Mahr // Odium – The denser and darker sibling of the Prava Kollektiv, Mahr separates itself by incorporating a more deathened and industrial take on second-wave worship. Odium is a furious offering, as its hate-themed title indicates, grinding and relentless throughout its forty-minute beatdown. Even its moments of placidity balance the onslaught with scorched earth ambient compositions that survey the wreckage, basking in obsidian tones and subtle industrial electronic beats. “Infames” offers a slowly unraveling structure, layer after layer being stripped across its blastbeats and thick tremolo, culminating in the central riff: suddenly death metal clarity punches through the blackened murk in a downtuned skull-crushing riff paired with death metal vocals that drags the entire industrial black palette to hell and back. Mahr dials the dread up in “Maledicti” with a nearly impenetrable fog of sound that makes the vicious attack even more devastating. Odium finds Mahr distinguishing itself from the Prava Kollektiv’s more household acts with a relentlessly bleak and brutally unforgiving attack.
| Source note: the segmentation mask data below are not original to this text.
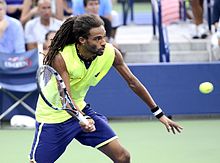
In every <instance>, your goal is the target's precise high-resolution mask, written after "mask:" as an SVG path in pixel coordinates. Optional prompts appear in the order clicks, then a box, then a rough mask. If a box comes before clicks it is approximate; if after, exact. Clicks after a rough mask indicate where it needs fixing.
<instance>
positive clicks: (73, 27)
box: [44, 14, 104, 65]
mask: <svg viewBox="0 0 220 163" xmlns="http://www.w3.org/2000/svg"><path fill="white" fill-rule="evenodd" d="M101 25H104V22H103V21H102V19H101V18H100V17H99V16H96V15H92V14H83V15H79V16H73V17H69V18H68V19H66V21H65V22H64V23H63V24H62V25H61V27H60V29H59V30H58V31H57V32H56V34H55V36H54V38H53V39H52V41H51V45H50V47H49V51H48V53H47V54H46V56H45V58H44V64H48V65H51V64H52V61H53V59H54V58H55V56H56V55H57V54H58V53H59V51H62V50H63V48H64V47H65V46H66V45H70V44H74V43H76V44H79V38H80V37H83V38H86V39H87V38H88V36H89V35H90V33H89V32H90V30H91V29H92V28H96V27H100V26H101Z"/></svg>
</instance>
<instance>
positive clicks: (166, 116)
mask: <svg viewBox="0 0 220 163" xmlns="http://www.w3.org/2000/svg"><path fill="white" fill-rule="evenodd" d="M159 120H160V122H162V123H163V124H164V125H165V126H166V128H167V131H168V132H170V131H172V132H173V134H176V131H177V132H179V133H180V132H181V130H182V129H183V128H182V127H181V126H179V125H178V124H177V123H176V122H174V121H172V120H171V119H169V118H168V117H167V116H165V115H163V116H162V117H161V118H160V119H159Z"/></svg>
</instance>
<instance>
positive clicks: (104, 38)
mask: <svg viewBox="0 0 220 163" xmlns="http://www.w3.org/2000/svg"><path fill="white" fill-rule="evenodd" d="M105 44H106V39H105V37H103V38H102V39H101V46H105Z"/></svg>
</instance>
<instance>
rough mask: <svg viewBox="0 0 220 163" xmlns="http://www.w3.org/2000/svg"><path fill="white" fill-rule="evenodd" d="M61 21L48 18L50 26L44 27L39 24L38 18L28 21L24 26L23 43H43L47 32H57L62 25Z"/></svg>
mask: <svg viewBox="0 0 220 163" xmlns="http://www.w3.org/2000/svg"><path fill="white" fill-rule="evenodd" d="M62 23H63V22H62V21H60V20H58V19H55V18H50V25H49V26H44V25H42V24H41V22H40V17H36V18H34V19H32V20H30V21H28V22H27V23H26V25H25V30H24V32H25V43H33V42H37V43H43V42H44V41H45V35H46V33H47V32H48V31H57V30H58V29H59V28H60V26H61V25H62Z"/></svg>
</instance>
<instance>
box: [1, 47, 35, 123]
mask: <svg viewBox="0 0 220 163" xmlns="http://www.w3.org/2000/svg"><path fill="white" fill-rule="evenodd" d="M0 56H1V57H0V93H1V96H2V98H1V99H0V103H1V104H2V108H1V106H0V121H1V120H2V119H3V118H4V117H6V115H8V114H9V113H10V112H12V111H13V110H15V109H16V108H18V106H19V105H21V106H22V107H23V108H24V109H26V110H27V111H28V112H30V113H31V114H32V115H34V113H35V110H34V109H33V108H34V107H35V103H36V99H37V96H34V98H32V99H31V105H30V104H28V103H27V102H26V101H25V100H27V99H28V98H30V97H31V95H32V94H33V93H34V92H36V89H37V85H36V81H35V76H36V71H37V68H38V50H37V49H33V50H31V51H27V52H25V53H20V54H5V53H0ZM20 96H21V97H20ZM3 97H4V98H3ZM35 97H36V98H35ZM5 98H10V100H11V101H13V102H14V103H13V102H12V104H10V105H9V106H5V105H6V104H5V101H7V100H5Z"/></svg>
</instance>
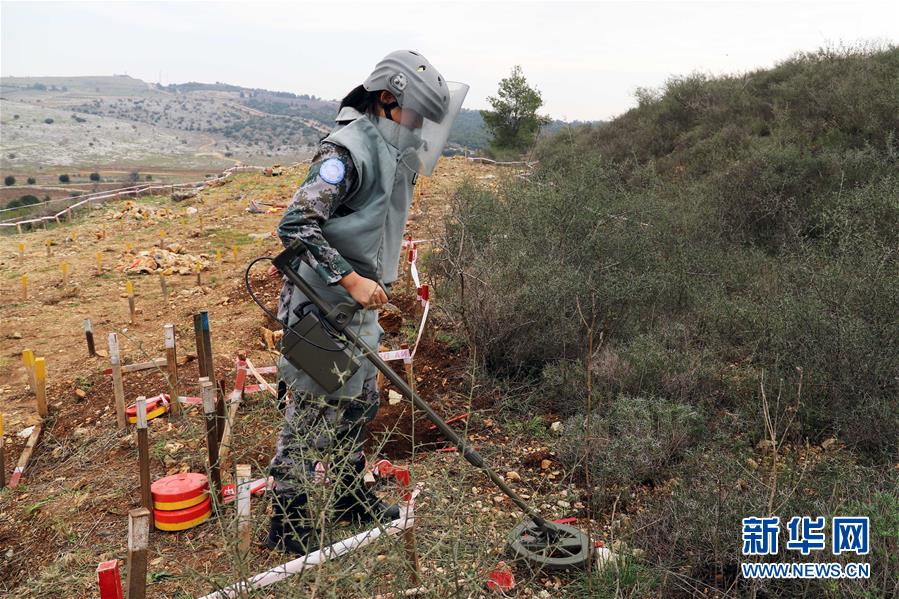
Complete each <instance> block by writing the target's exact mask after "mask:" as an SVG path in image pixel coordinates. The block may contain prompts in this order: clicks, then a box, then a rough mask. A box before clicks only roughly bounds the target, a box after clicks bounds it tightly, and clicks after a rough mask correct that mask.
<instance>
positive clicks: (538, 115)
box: [481, 65, 549, 151]
mask: <svg viewBox="0 0 899 599" xmlns="http://www.w3.org/2000/svg"><path fill="white" fill-rule="evenodd" d="M497 96H498V97H493V96H490V97H489V98H487V100H488V101H489V102H490V105H491V106H493V110H482V111H481V116H482V117H483V118H484V126H485V127H486V129H487V130H488V131H489V132H490V133H491V134H492V135H493V141H492V142H491V144H490V145H491V148H493V149H494V150H500V151H502V150H517V151H524V150H526V149H528V147H530V145H531V144H533V143H534V140H535V139H536V137H537V132H538V131H539V130H540V126H541V125H543V124H545V123H548V122H549V117H546V116H540V115H538V114H537V110H538V109H539V108H540V107H541V106H543V98H542V96H541V95H540V92H539V91H538V90H537V89H535V88H533V87H530V86H529V85H528V82H527V79H525V77H524V73H523V72H522V70H521V67H520V66H518V65H516V66H514V67H512V74H511V75H510V76H509V77H506V78H505V79H502V80H500V82H499V90H498V93H497Z"/></svg>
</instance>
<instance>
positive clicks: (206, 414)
mask: <svg viewBox="0 0 899 599" xmlns="http://www.w3.org/2000/svg"><path fill="white" fill-rule="evenodd" d="M214 387H215V385H213V383H212V381H210V380H209V379H208V378H207V377H202V378H200V396H201V397H202V398H203V413H204V414H205V415H206V447H207V449H208V450H209V480H210V483H211V486H210V489H209V493H210V495H211V496H212V504H213V506H214V508H213V509H218V507H217V506H218V505H219V503H220V502H221V492H222V491H221V490H222V476H221V473H220V472H219V442H218V432H217V431H216V426H215V420H216V414H215V388H214Z"/></svg>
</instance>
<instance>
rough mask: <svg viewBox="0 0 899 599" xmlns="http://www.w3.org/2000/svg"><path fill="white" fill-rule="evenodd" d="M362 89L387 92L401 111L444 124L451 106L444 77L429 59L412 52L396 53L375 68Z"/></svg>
mask: <svg viewBox="0 0 899 599" xmlns="http://www.w3.org/2000/svg"><path fill="white" fill-rule="evenodd" d="M362 86H363V87H364V88H365V89H366V90H367V91H370V92H371V91H377V90H387V91H389V92H390V93H391V94H393V95H394V96H395V97H396V101H397V104H399V105H400V107H401V108H411V109H412V110H414V111H415V112H417V113H418V114H420V115H421V116H423V117H424V118H426V119H428V120H430V121H433V122H434V123H441V122H442V121H443V119H444V117H446V115H447V112H448V111H449V106H450V91H449V89H448V88H447V85H446V81H444V80H443V76H442V75H441V74H440V73H439V72H438V71H437V69H435V68H434V66H433V65H432V64H431V63H430V62H428V60H427V59H426V58H425V57H424V56H422V55H421V54H419V53H418V52H413V51H412V50H397V51H396V52H391V53H390V54H388V55H387V56H385V57H384V58H383V59H381V61H380V62H379V63H378V64H377V65H376V66H375V69H374V70H373V71H372V72H371V75H369V76H368V78H367V79H366V80H365V82H364V83H363V84H362Z"/></svg>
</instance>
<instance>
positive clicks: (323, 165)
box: [318, 158, 346, 185]
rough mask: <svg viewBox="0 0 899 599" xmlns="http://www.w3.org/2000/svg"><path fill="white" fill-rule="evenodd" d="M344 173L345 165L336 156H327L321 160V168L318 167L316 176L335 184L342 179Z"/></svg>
mask: <svg viewBox="0 0 899 599" xmlns="http://www.w3.org/2000/svg"><path fill="white" fill-rule="evenodd" d="M345 175H346V166H345V165H344V164H343V162H341V161H340V160H339V159H338V158H328V159H327V160H325V161H324V162H322V165H321V168H319V169H318V176H319V177H321V178H322V180H323V181H324V182H325V183H330V184H331V185H336V184H338V183H340V182H341V181H343V177H344V176H345Z"/></svg>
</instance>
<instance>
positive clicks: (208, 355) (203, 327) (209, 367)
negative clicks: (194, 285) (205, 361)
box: [200, 310, 215, 381]
mask: <svg viewBox="0 0 899 599" xmlns="http://www.w3.org/2000/svg"><path fill="white" fill-rule="evenodd" d="M200 336H201V337H202V341H203V360H205V361H206V367H205V369H204V372H205V373H206V376H208V377H209V380H210V381H214V380H215V362H214V361H213V359H212V332H211V331H210V330H209V312H207V311H206V310H203V311H201V312H200Z"/></svg>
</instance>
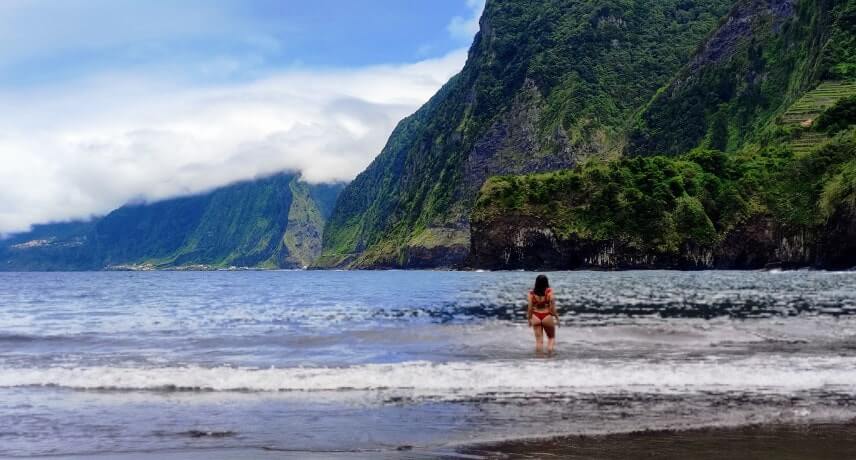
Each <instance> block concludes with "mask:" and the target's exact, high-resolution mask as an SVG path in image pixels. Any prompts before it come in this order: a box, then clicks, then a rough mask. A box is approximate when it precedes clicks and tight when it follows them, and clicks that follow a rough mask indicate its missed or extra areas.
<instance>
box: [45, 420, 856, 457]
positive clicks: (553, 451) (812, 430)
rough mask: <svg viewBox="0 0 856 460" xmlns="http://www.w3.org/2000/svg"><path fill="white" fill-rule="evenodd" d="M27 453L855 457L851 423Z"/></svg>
mask: <svg viewBox="0 0 856 460" xmlns="http://www.w3.org/2000/svg"><path fill="white" fill-rule="evenodd" d="M29 458H40V459H53V460H56V459H84V458H92V459H98V460H106V459H115V460H151V459H155V458H157V459H165V460H204V459H211V458H234V459H241V460H250V459H298V458H299V459H409V460H416V459H479V460H481V459H547V458H562V459H595V460H613V459H622V460H623V459H658V460H672V459H674V460H678V459H680V460H685V459H693V460H744V459H745V460H750V459H751V460H774V459H775V460H833V459H834V460H843V459H852V458H856V420H854V422H851V423H849V424H815V425H759V426H746V427H736V428H705V429H694V430H686V431H642V432H636V433H625V434H611V435H602V436H565V437H558V438H553V439H548V440H517V441H504V442H499V443H494V444H480V445H472V446H464V447H459V448H439V449H430V450H427V449H421V448H419V447H413V448H410V447H409V446H407V447H401V448H398V449H390V450H377V451H363V452H360V451H352V452H342V451H338V452H337V451H327V452H307V451H287V450H269V449H264V448H236V449H217V448H214V449H199V450H162V451H149V452H124V453H104V454H97V455H70V456H45V457H29Z"/></svg>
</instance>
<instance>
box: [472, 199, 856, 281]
mask: <svg viewBox="0 0 856 460" xmlns="http://www.w3.org/2000/svg"><path fill="white" fill-rule="evenodd" d="M472 235H473V239H472V251H471V253H470V256H469V259H468V265H469V266H471V267H472V268H484V269H492V270H516V269H530V270H535V269H541V270H571V269H579V268H593V269H607V270H609V269H650V268H677V269H713V268H720V269H760V268H800V267H813V268H825V269H832V270H836V269H838V270H840V269H849V268H852V267H853V266H854V262H856V215H854V213H853V212H852V211H848V212H840V213H837V214H836V215H835V216H834V217H833V218H831V219H830V221H829V222H828V223H827V225H826V226H825V227H824V228H822V229H812V230H806V229H796V228H786V227H784V226H781V225H777V224H776V223H775V222H774V220H773V219H771V218H769V217H768V216H761V217H756V218H753V219H749V220H748V221H746V222H744V223H743V224H741V225H740V226H738V227H736V228H734V229H733V230H732V231H730V232H729V233H727V234H726V236H725V238H724V239H723V240H722V241H721V242H720V243H718V244H716V245H713V246H710V247H699V246H697V245H692V244H687V245H685V246H684V247H683V248H681V249H680V251H677V252H672V253H658V252H654V251H640V250H639V249H637V248H635V247H633V245H632V244H630V243H628V242H627V241H622V240H593V239H585V238H579V237H575V236H573V237H568V238H563V237H559V236H556V233H555V232H554V231H553V230H552V229H550V228H549V227H548V226H545V225H544V221H543V220H541V219H538V218H533V217H531V216H521V215H515V214H509V215H506V216H503V217H501V218H498V219H495V220H489V221H485V222H474V223H473V229H472Z"/></svg>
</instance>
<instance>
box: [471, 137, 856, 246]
mask: <svg viewBox="0 0 856 460" xmlns="http://www.w3.org/2000/svg"><path fill="white" fill-rule="evenodd" d="M854 172H856V133H854V131H853V130H850V131H848V132H846V133H842V134H840V135H839V136H837V137H836V138H835V139H834V140H832V141H831V142H829V143H827V144H825V145H824V146H823V147H821V148H819V149H816V150H814V151H811V152H810V153H808V154H806V155H796V154H794V153H793V152H792V151H791V150H790V149H788V148H784V147H783V146H781V145H777V146H770V147H767V148H763V149H761V150H760V151H758V152H756V153H753V154H751V155H750V154H739V155H729V154H726V153H723V152H721V151H717V150H709V149H698V150H694V151H693V152H690V153H688V154H685V155H679V156H674V157H666V156H651V157H634V158H621V159H618V160H613V161H610V162H598V161H589V162H586V163H585V164H583V165H581V166H579V167H577V168H575V169H573V170H563V171H558V172H552V173H544V174H538V175H529V176H522V177H521V176H503V177H494V178H491V179H490V180H489V181H488V182H487V183H486V184H485V185H484V187H483V188H482V193H481V196H480V198H479V201H478V204H477V206H476V209H475V210H474V213H473V221H474V225H490V224H491V222H492V221H494V220H496V219H497V218H498V217H500V216H505V217H507V216H510V215H512V216H516V218H518V219H523V218H524V217H529V218H530V220H533V219H534V220H536V221H539V222H541V223H543V227H544V228H546V229H550V231H552V232H553V233H554V234H555V236H556V237H557V238H560V239H571V238H574V239H583V240H591V241H620V242H622V243H623V244H624V245H626V246H628V247H630V248H632V249H634V250H636V251H639V252H641V253H649V254H659V255H669V254H671V255H675V256H677V255H679V254H680V253H681V252H684V251H686V250H687V249H688V248H696V249H697V248H704V247H708V248H712V247H714V246H715V245H717V244H719V243H721V242H722V240H723V239H724V238H725V237H726V235H727V234H728V233H729V232H731V231H733V230H734V229H735V228H736V227H738V226H739V225H741V224H742V223H743V222H746V221H748V220H749V219H751V218H752V217H753V216H769V217H771V218H772V219H774V220H775V221H776V222H779V223H781V224H782V225H787V226H792V227H794V228H806V229H812V228H816V227H820V226H822V225H824V224H825V223H826V221H827V220H828V219H829V218H830V217H832V216H833V215H834V214H835V213H837V212H843V211H849V212H852V211H853V210H856V193H854V190H856V187H854V184H856V181H854V179H856V174H854Z"/></svg>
Hwwauoch // Under the Gaze of Dissolution – While Voidsphere conjures the weight of the void and Mahr channels hate, Hwwauoch’s dissonant and fluid-structure has always felt like a twisted and perverse image of Freud’s unconscious “id.” The dissonance conjured from the act’s catalog has always hinted at something beyond simple menace of or even unknowable hugeness: they play the music of distorted consciousness and humans made in God’s corrupted image. What their fourth full-length constitutes, however, is a radical departure from the dense impenetrability of Hwwauoch’s catalog. They brighten vocals and scathing melody into something resembling free jazz, but into a crippled and limping image unlike the decadence of Imperial Triumphant. A rare semblance of humanity in a chunky riff or tangible vocal appears beneath the howls (i.e. “Voluntary Trepanation”), but across its six-track acid trip they stumble through wonky compositions, complete with jazzy basslines, tortured layers of vocals, wonky ambiance, and dissonant punk riffs. Hwwauoch accomplishes an album that stands out due to its shining clarity and the ultimate descent into insanity.


Pharmakeia // Maenadic Ecstasy – While the tricks don’t necessarily feel earthshaking, the Prava Kollektiv’s newest addition manages to sound the most traditionally “kvlt” while still reveling in devastating density. No frills black metal with no reprieve from the scathing tremolo and blastbeats, there is an undeniable rawness here that recalls the borderline noise of Upir or even Portal’s twisted guitar tone. However, in the refusal to succumb to atmoblack tropes, the breaks in the chaos are more like the raised fist between blows. There’s undeniable psychedelia and otherworldliness woven into Pharmakeia’s approach, which fits them neatly among the Prava Kollektiv’s ranks, while its sparsely used clean baritone adds a haunting liturgical weight. It adheres to the second-wave worship most consistently, that although “Execration” features a sliding riff, “Furore” and “Lunacy” offer viciously chunky riffs, and “Zeal” kicks you in the face with a synth passage, it never feels as if it departs from black metal’s roots. Perhaps the only Prava Kollektiv offering that strays from the “atmospheric black metal” tag, don’t let its youth fool you: Pharmakeia is worth all the pain it inflicts.